Hung Ling-Hong, Fukuda Bryce, Schmitz Robert, Hoang Varik, Lloyd Wes, Yeung Ka Yee
School of Engineering and Technology, University of Washington Tacoma, Tacoma, Washington, USA.
Biodepot LLC, Seattle, Washington, USA.
PLoS One. 2025 Mar 4;20(3):e0318676. doi: 10.1371/journal.pone.0318676. eCollection 2025.
Cancer data is widely available in repositories such as the National Cancer Institute (NCI) Genomic Data Commons (GDC). These datasets could serve as controls or comparisons in compendium analyses with user data, avoiding the expense and time of generating additional datasets. However, the user must be able to process their new data in the same manner for these comparisons to be useful. This can be non-trivial. Although the executables themselves are usually available in repositories, the GDC pipelines that describe that entire analysis workflow are currently published as text-based standard operating procedures (SOPs). It is difficult to document a computational workflow to the level of detail and accuracy required to reproduce the results. Discrepancies between versions and exclusions of details accumulate as the documentation inevitably lags behind code revisions. Our goal is to enhance the utility of the GDC by converting the SOPs into an accessible and executable format. Specifically, we converted the GDC DNA sequencing (DNA-Seq) and the GDC mRNA sequencing (mRNA-Seq) SOPs into reproducible, self-installing, containerized, and interactive graphical workflows. These can be applied to reproducibly process user data and to harmonize datasets across repositories. Using our publicly available graphical workflows, we harmonize raw RNA-Seq datasets from the GDC and the Genotype-Tissue Expression (GTEx) project that were originally processed using different methodologies to illustrate the importance of uniform processing of control and treatment data for accurate inference of differentially expressed genes. By disseminating the analytical methodology in a reproducible and executable form, we greatly increase the utility of the GDC by enabling researchers to uniformly process custom data and datasets across multiple repositories to enhance data interpretation. Our approach and open-source executable workflows of making the analytical process as readily available as the data can be applied to other data repositories to increase their impact on scientific research.

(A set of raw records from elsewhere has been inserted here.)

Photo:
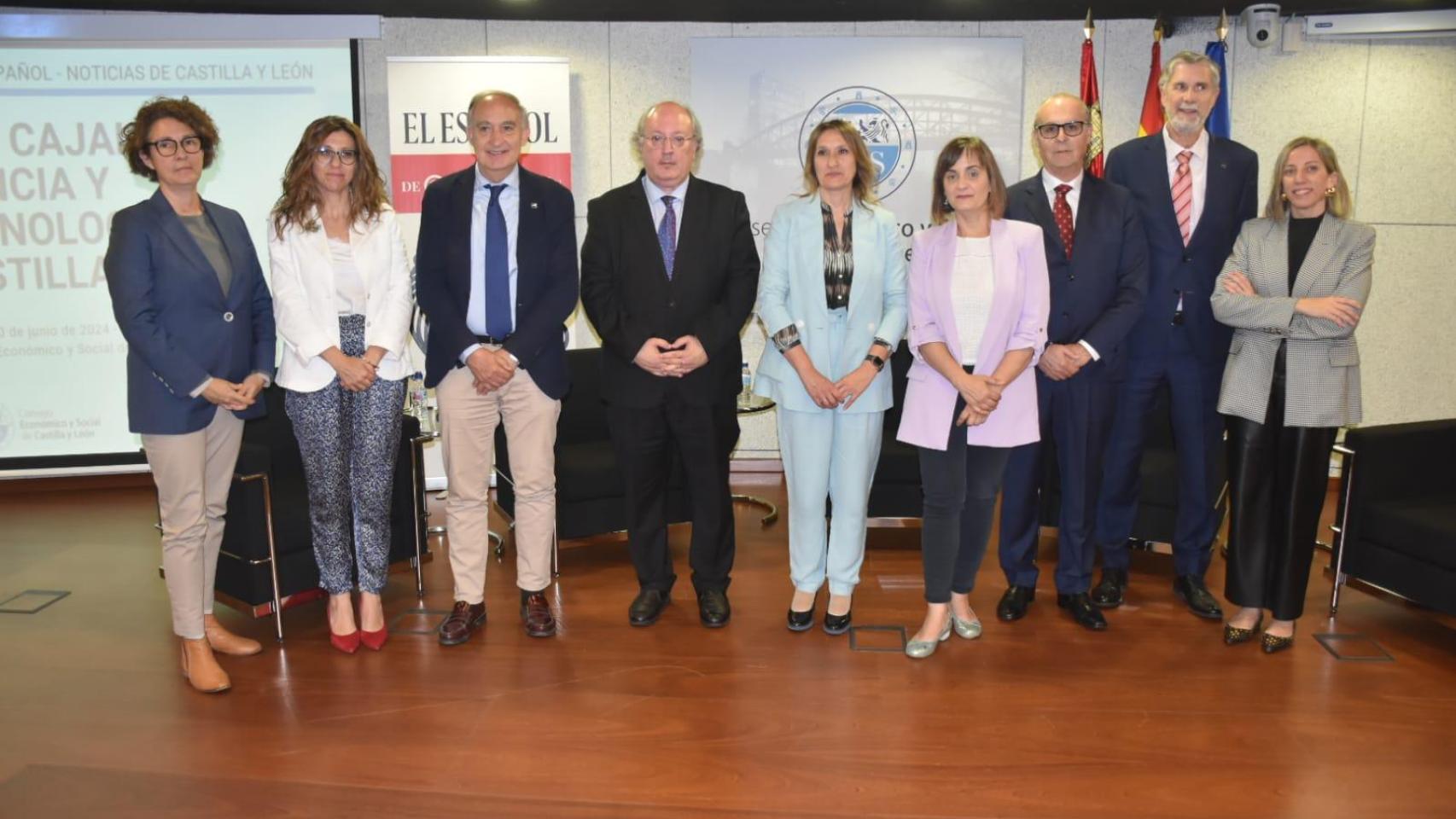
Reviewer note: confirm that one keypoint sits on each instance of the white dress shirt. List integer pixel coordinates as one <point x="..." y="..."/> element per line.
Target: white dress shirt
<point x="510" y="200"/>
<point x="1074" y="200"/>
<point x="654" y="200"/>
<point x="1197" y="167"/>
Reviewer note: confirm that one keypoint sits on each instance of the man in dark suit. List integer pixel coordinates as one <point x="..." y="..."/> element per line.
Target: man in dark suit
<point x="668" y="276"/>
<point x="1097" y="261"/>
<point x="495" y="274"/>
<point x="1194" y="192"/>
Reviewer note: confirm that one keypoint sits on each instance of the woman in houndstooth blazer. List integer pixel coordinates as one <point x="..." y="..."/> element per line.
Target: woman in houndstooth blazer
<point x="1293" y="291"/>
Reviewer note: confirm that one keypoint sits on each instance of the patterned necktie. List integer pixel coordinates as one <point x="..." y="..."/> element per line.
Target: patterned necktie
<point x="1062" y="212"/>
<point x="497" y="268"/>
<point x="667" y="236"/>
<point x="1183" y="197"/>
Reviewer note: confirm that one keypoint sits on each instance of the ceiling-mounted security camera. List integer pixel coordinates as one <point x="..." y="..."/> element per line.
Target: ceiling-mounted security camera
<point x="1261" y="24"/>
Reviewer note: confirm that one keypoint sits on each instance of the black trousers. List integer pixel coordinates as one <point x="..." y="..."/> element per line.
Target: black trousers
<point x="1278" y="479"/>
<point x="960" y="501"/>
<point x="645" y="439"/>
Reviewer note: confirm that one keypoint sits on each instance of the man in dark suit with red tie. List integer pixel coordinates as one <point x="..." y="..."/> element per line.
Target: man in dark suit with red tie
<point x="1194" y="192"/>
<point x="668" y="276"/>
<point x="1097" y="261"/>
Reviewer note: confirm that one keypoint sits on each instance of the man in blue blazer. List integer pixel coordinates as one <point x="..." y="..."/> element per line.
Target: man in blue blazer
<point x="495" y="274"/>
<point x="1097" y="261"/>
<point x="1194" y="192"/>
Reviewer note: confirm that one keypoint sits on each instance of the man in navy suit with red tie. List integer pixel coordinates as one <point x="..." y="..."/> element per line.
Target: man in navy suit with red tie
<point x="1194" y="192"/>
<point x="497" y="276"/>
<point x="1097" y="261"/>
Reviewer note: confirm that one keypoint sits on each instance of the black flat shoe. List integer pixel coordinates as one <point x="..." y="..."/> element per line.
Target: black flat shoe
<point x="713" y="608"/>
<point x="1109" y="594"/>
<point x="1270" y="643"/>
<point x="801" y="620"/>
<point x="647" y="607"/>
<point x="1014" y="602"/>
<point x="1196" y="595"/>
<point x="1082" y="612"/>
<point x="836" y="623"/>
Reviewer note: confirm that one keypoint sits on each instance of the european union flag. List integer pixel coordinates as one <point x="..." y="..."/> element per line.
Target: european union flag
<point x="1219" y="119"/>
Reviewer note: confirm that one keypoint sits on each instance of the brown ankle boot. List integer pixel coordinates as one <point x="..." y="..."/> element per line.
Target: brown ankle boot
<point x="226" y="642"/>
<point x="200" y="668"/>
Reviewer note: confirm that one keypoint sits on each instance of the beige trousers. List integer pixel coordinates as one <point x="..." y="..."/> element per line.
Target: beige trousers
<point x="193" y="473"/>
<point x="468" y="424"/>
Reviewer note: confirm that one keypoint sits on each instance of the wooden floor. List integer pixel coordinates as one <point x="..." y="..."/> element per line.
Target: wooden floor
<point x="1154" y="717"/>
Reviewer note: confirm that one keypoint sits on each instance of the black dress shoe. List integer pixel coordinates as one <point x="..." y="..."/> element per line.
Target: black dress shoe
<point x="801" y="620"/>
<point x="713" y="608"/>
<point x="1014" y="602"/>
<point x="1109" y="594"/>
<point x="647" y="607"/>
<point x="836" y="623"/>
<point x="1082" y="612"/>
<point x="1190" y="590"/>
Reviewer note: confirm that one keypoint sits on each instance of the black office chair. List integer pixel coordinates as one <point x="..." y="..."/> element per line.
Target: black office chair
<point x="267" y="555"/>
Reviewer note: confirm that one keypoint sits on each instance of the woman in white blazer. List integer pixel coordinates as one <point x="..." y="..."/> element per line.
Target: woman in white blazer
<point x="342" y="303"/>
<point x="831" y="297"/>
<point x="1293" y="291"/>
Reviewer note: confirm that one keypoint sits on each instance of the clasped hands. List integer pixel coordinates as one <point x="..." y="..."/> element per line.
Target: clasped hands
<point x="672" y="360"/>
<point x="981" y="394"/>
<point x="233" y="396"/>
<point x="1342" y="311"/>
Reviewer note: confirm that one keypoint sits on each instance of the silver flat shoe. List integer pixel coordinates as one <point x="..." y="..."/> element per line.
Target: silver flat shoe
<point x="921" y="649"/>
<point x="965" y="629"/>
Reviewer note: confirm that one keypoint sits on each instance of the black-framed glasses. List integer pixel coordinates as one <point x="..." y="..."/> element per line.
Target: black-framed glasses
<point x="323" y="154"/>
<point x="169" y="146"/>
<point x="657" y="142"/>
<point x="1049" y="130"/>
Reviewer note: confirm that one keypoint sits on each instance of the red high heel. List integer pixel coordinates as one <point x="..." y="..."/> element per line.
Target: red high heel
<point x="375" y="639"/>
<point x="347" y="643"/>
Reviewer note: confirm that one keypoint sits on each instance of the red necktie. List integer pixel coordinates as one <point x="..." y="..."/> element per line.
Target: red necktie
<point x="1062" y="212"/>
<point x="1183" y="197"/>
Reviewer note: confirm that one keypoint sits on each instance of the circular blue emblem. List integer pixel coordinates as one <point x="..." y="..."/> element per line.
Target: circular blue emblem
<point x="882" y="123"/>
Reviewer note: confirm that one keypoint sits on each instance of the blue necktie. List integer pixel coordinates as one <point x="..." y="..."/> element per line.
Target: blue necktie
<point x="667" y="236"/>
<point x="497" y="268"/>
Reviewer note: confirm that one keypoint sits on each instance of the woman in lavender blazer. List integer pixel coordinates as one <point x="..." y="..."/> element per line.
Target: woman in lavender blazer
<point x="979" y="301"/>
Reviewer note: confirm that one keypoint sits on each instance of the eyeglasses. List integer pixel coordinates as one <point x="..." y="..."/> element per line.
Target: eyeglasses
<point x="657" y="142"/>
<point x="323" y="154"/>
<point x="1049" y="130"/>
<point x="169" y="146"/>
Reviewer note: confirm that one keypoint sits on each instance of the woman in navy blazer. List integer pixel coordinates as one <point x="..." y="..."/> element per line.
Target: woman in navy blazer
<point x="191" y="301"/>
<point x="833" y="299"/>
<point x="979" y="303"/>
<point x="342" y="300"/>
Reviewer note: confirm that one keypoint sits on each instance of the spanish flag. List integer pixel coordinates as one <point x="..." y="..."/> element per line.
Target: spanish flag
<point x="1094" y="102"/>
<point x="1152" y="118"/>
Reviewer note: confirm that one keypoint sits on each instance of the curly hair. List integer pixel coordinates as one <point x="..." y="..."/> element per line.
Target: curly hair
<point x="300" y="194"/>
<point x="185" y="111"/>
<point x="864" y="182"/>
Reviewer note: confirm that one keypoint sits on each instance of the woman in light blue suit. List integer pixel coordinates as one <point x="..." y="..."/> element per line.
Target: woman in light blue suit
<point x="833" y="299"/>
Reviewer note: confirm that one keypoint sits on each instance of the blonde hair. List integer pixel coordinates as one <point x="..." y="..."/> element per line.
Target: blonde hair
<point x="1340" y="202"/>
<point x="864" y="183"/>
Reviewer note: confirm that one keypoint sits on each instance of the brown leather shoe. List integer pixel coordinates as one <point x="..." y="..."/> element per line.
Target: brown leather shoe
<point x="463" y="619"/>
<point x="200" y="668"/>
<point x="536" y="614"/>
<point x="226" y="642"/>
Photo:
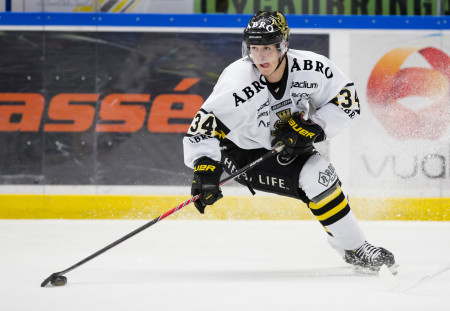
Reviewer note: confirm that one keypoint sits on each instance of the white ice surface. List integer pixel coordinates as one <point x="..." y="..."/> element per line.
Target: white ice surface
<point x="213" y="265"/>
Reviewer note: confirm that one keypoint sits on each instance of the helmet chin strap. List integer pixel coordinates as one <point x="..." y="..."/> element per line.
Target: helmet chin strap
<point x="280" y="60"/>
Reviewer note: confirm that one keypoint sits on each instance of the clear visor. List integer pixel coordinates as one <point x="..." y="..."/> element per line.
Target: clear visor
<point x="261" y="54"/>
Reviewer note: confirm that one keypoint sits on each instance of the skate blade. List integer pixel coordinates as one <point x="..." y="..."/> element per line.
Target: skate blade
<point x="374" y="271"/>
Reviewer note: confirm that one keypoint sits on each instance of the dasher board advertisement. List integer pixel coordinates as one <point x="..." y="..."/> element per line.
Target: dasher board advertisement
<point x="108" y="108"/>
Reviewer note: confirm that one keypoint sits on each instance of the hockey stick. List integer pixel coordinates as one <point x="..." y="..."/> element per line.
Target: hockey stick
<point x="58" y="279"/>
<point x="396" y="285"/>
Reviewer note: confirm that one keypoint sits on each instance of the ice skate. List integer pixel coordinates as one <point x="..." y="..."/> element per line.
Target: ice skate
<point x="368" y="259"/>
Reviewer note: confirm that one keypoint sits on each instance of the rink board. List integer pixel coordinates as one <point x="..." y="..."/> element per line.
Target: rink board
<point x="44" y="206"/>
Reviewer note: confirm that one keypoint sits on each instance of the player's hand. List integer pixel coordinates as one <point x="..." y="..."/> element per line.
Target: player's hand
<point x="298" y="135"/>
<point x="206" y="180"/>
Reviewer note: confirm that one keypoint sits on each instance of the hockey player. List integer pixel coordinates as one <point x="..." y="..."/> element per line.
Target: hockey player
<point x="276" y="95"/>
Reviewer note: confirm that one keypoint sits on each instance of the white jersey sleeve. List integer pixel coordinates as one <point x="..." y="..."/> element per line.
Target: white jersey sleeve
<point x="337" y="115"/>
<point x="220" y="115"/>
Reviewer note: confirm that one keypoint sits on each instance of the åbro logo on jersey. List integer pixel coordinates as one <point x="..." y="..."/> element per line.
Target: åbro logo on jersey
<point x="309" y="65"/>
<point x="304" y="85"/>
<point x="249" y="91"/>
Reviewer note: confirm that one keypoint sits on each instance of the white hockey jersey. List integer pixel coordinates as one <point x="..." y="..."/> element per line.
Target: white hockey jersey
<point x="242" y="109"/>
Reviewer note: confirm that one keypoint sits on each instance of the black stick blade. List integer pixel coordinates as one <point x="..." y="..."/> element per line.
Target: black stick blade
<point x="47" y="280"/>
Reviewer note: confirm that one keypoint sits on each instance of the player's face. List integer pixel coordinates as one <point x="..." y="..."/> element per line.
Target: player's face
<point x="265" y="57"/>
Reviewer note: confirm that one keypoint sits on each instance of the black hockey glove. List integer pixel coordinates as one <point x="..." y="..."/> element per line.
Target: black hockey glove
<point x="298" y="135"/>
<point x="207" y="174"/>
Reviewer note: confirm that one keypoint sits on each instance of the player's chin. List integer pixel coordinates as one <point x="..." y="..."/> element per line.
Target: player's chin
<point x="264" y="67"/>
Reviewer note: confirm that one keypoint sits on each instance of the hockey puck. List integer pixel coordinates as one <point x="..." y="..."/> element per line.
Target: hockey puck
<point x="58" y="280"/>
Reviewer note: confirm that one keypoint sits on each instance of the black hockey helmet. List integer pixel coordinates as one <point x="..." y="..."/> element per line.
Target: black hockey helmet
<point x="266" y="28"/>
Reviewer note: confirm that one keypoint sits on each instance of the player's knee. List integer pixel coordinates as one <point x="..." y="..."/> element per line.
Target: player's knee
<point x="317" y="176"/>
<point x="330" y="206"/>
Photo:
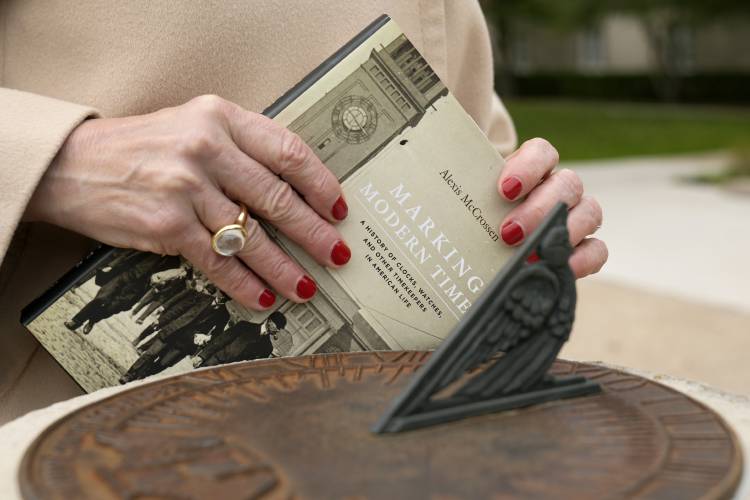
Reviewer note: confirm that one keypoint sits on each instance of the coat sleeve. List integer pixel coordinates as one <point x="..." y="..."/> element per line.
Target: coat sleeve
<point x="32" y="130"/>
<point x="470" y="72"/>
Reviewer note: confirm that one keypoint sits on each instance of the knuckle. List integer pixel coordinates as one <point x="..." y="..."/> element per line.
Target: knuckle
<point x="544" y="149"/>
<point x="597" y="214"/>
<point x="209" y="104"/>
<point x="278" y="269"/>
<point x="182" y="180"/>
<point x="603" y="254"/>
<point x="165" y="226"/>
<point x="573" y="183"/>
<point x="280" y="202"/>
<point x="316" y="232"/>
<point x="199" y="142"/>
<point x="294" y="153"/>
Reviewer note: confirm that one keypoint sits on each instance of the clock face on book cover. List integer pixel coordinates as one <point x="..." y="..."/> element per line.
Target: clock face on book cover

癌症数据在诸如美国国立癌症研究所(NCI)基因组数据共享库(GDC)等资源库中广泛可用。这些数据集可作为与用户数据进行综合分析时的对照或比较对象,避免生成额外数据集的费用和时间。然而,为使这些比较有用,用户必须能够以相同方式处理其新数据。这并非易事。尽管可执行文件本身通常可在资源库中获取,但描述整个分析工作流程的GDC管道目前是以基于文本的标准操作规程(SOP)形式发布的。将计算工作流程记录到重现结果所需的详细程度和准确性水平很困难。随着文档不可避免地滞后于代码修订,版本之间的差异和细节的遗漏会不断累积。我们的目标是通过将SOP转换为可访问且可执行的格式来提高GDC的实用性。具体而言,我们将GDC DNA测序(DNA-Seq)和GDC mRNA测序(mRNA-Seq)的SOP转换为可重现、自安装、容器化且交互式的图形化工作流程。这些工作流程可用于以可重现的方式处理用户数据,并使跨资源库的数据集协调一致。使用我们公开可用的图形化工作流程,我们对来自GDC和基因型-组织表达(GTEx)项目的原始RNA-Seq数据集进行了协调,这些数据集最初是使用不同方法处理的,以说明对对照和处理数据进行统一处理对于准确推断差异表达基因的重要性。通过以可重现和可执行的形式传播分析方法,我们极大地提高了GDC的实用性,使研究人员能够统一处理来自多个资源库的自定义数据和数据集,以增强数据解释。我们使分析过程与数据一样易于获取的方法和开源可执行工作流程可应用于其他数据资源库,以增加它们对科学研究的影响。